Merocyanine has been shown to shuttle protons across a polymeric membrane upon irradiation with light. When UV and visible light were irradiated upon opposites sides of the membrane, a storage potential and pH gradient were generated.

=== Guest uptake and release ===
Incorporation of photoswitchable molecules into porous metal organic frameworks that can uptake of gaseous molecules like carbon dioxide as well as contribute to optoelectronics, nanomedicine, and better energy storage. By changing the chemical properties of the pores, adsorption and desorption of gases can be tuned for advancements in smart membrane materials.

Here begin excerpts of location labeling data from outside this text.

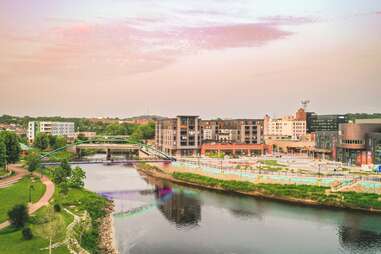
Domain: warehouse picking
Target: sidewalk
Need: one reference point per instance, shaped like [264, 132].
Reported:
[44, 200]
[19, 174]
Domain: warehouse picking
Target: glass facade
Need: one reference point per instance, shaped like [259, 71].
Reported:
[324, 122]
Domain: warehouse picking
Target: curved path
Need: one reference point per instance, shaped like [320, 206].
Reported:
[44, 200]
[20, 172]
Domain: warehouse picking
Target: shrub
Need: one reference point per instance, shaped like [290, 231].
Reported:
[27, 234]
[18, 215]
[57, 208]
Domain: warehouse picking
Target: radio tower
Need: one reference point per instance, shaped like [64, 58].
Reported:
[305, 104]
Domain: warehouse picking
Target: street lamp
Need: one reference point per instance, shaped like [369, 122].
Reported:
[31, 187]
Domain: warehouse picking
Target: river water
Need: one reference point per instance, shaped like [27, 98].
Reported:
[156, 217]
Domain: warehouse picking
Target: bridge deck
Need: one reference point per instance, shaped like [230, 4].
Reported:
[109, 146]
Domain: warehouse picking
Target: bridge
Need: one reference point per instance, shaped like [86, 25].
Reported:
[130, 150]
[134, 151]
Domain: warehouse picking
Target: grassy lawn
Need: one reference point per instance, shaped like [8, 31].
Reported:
[20, 246]
[18, 193]
[307, 192]
[79, 200]
[3, 172]
[273, 163]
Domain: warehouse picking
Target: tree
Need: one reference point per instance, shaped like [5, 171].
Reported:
[115, 129]
[33, 161]
[77, 178]
[27, 234]
[12, 145]
[60, 142]
[3, 155]
[41, 141]
[18, 215]
[59, 175]
[66, 168]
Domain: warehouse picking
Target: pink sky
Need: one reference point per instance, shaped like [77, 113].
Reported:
[211, 58]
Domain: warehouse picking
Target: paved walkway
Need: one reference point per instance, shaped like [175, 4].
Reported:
[44, 200]
[20, 172]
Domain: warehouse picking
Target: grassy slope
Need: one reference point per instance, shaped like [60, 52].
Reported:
[20, 246]
[315, 193]
[17, 194]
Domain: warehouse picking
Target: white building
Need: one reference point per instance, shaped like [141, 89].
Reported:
[284, 128]
[53, 128]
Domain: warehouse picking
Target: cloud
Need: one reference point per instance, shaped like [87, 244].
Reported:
[288, 20]
[137, 45]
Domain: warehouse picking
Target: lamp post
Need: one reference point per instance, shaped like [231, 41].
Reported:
[30, 192]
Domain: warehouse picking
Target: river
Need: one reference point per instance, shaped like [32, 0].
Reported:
[156, 217]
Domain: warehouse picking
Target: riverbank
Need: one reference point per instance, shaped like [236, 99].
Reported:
[298, 194]
[107, 233]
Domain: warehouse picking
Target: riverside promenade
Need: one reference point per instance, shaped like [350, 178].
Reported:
[44, 200]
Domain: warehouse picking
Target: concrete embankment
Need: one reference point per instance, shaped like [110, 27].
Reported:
[161, 174]
[107, 234]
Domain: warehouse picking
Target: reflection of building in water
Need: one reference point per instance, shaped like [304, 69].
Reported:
[357, 240]
[179, 207]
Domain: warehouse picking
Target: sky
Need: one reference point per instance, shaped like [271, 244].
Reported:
[213, 58]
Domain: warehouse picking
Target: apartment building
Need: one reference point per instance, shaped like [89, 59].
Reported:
[286, 128]
[360, 142]
[53, 128]
[180, 136]
[232, 131]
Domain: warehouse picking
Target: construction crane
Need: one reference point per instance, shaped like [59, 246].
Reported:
[305, 104]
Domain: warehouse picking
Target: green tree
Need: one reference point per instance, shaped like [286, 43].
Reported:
[115, 129]
[66, 168]
[77, 178]
[3, 155]
[41, 141]
[60, 142]
[33, 161]
[12, 145]
[18, 215]
[59, 175]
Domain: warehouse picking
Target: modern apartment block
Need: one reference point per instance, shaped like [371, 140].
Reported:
[317, 122]
[180, 136]
[359, 143]
[53, 128]
[184, 135]
[233, 131]
[285, 128]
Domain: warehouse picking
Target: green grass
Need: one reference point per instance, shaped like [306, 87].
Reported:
[271, 163]
[305, 192]
[20, 246]
[79, 200]
[18, 193]
[3, 172]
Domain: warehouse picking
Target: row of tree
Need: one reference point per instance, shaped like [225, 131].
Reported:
[9, 148]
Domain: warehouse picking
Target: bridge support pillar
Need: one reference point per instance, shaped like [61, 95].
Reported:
[108, 154]
[78, 153]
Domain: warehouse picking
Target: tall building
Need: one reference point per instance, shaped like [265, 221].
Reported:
[233, 131]
[53, 128]
[180, 136]
[184, 135]
[358, 143]
[285, 128]
[317, 122]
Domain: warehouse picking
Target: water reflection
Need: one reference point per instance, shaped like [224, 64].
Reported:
[178, 207]
[154, 216]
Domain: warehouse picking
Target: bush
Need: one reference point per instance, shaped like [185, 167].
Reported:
[57, 208]
[27, 234]
[18, 215]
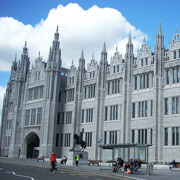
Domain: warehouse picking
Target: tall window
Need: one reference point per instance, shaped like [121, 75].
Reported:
[147, 80]
[105, 137]
[33, 116]
[106, 113]
[174, 75]
[146, 61]
[167, 76]
[141, 82]
[27, 117]
[82, 116]
[61, 140]
[67, 140]
[108, 92]
[135, 83]
[151, 107]
[142, 136]
[166, 106]
[174, 54]
[133, 136]
[173, 136]
[117, 68]
[177, 105]
[62, 118]
[88, 139]
[166, 136]
[113, 137]
[133, 110]
[177, 136]
[39, 116]
[57, 140]
[68, 117]
[89, 115]
[114, 112]
[177, 75]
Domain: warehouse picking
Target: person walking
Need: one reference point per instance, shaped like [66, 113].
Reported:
[53, 161]
[77, 160]
[172, 165]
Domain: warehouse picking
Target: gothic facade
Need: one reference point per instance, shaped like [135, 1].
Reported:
[129, 100]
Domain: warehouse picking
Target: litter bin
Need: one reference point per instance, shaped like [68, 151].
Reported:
[150, 169]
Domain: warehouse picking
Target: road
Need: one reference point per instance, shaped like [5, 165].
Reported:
[26, 172]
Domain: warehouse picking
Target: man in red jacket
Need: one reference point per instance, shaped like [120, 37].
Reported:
[53, 161]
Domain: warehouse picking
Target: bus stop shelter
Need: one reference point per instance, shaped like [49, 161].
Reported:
[110, 152]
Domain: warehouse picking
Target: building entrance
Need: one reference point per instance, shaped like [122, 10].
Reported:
[32, 146]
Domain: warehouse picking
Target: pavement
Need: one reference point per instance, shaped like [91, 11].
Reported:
[158, 174]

=== Nanoreactors and cell mimics ===
Incorporation of photoswitching molecules such as donor-acceptor Stenhouse adducts into polymersomes has been used to form nanoparticles which can selectively expose enzymes in response to light, allowing them to mimic some functions of cells.

=== Liquid crystals ===
Chiral shape driven transformations in liquid crystal structures can be achieved through photoisomerization of bistable hydrazones to generate long term stable polymer shapes. Light-gated optical windows that can change the absorbance properties can be made by chirally doping liquid crystals with hydrazone photoswitches or by kinetically trapping various cholesteric states as a function of the photostationary state. Incorporation of photoswitches into nematic liquid crystals can change self-assembly, crystal packing, and the light reflecting properties of the supramolecular interactions.

=== Optical storage ===
Diarylethene photoswitches have been promising for use in rewritable optical storage. Through irradiation of light, writing, erasing, and reading can parallel CD/DVD storage with better performance. Novel azo-carrying photoswitches are introduced as molecular hinges, which can be used in the design of molecular machines and optical devices.

=== Photopharmacology ===
In the field of photopharmacology, photoswitches are being investigated as a means to control activity. By including a photoswitch in a drug, the drug assumes several biological active states. Light can be used to switch between these states, resulting in remote control of a drug's activity. Photoswitches have also been shown modulate surface energy properties which can control how the photoswitchable shell interacts with nanoparticles. Pharmaceutical encapsulation and distribution at targeted locations with light has been demonstrated due to the unique change in properties and size of microencapsulated nanostructures with photochromic components.

=== Self-healing materials ===
Photoswitches have been investigated for self-healable polymer materials. The first incorporates the phototunability of various functional groups so reactivity can be modulated in one of the isomeric forms, while the second strategy incorporates light-driven valence bond tautomerization.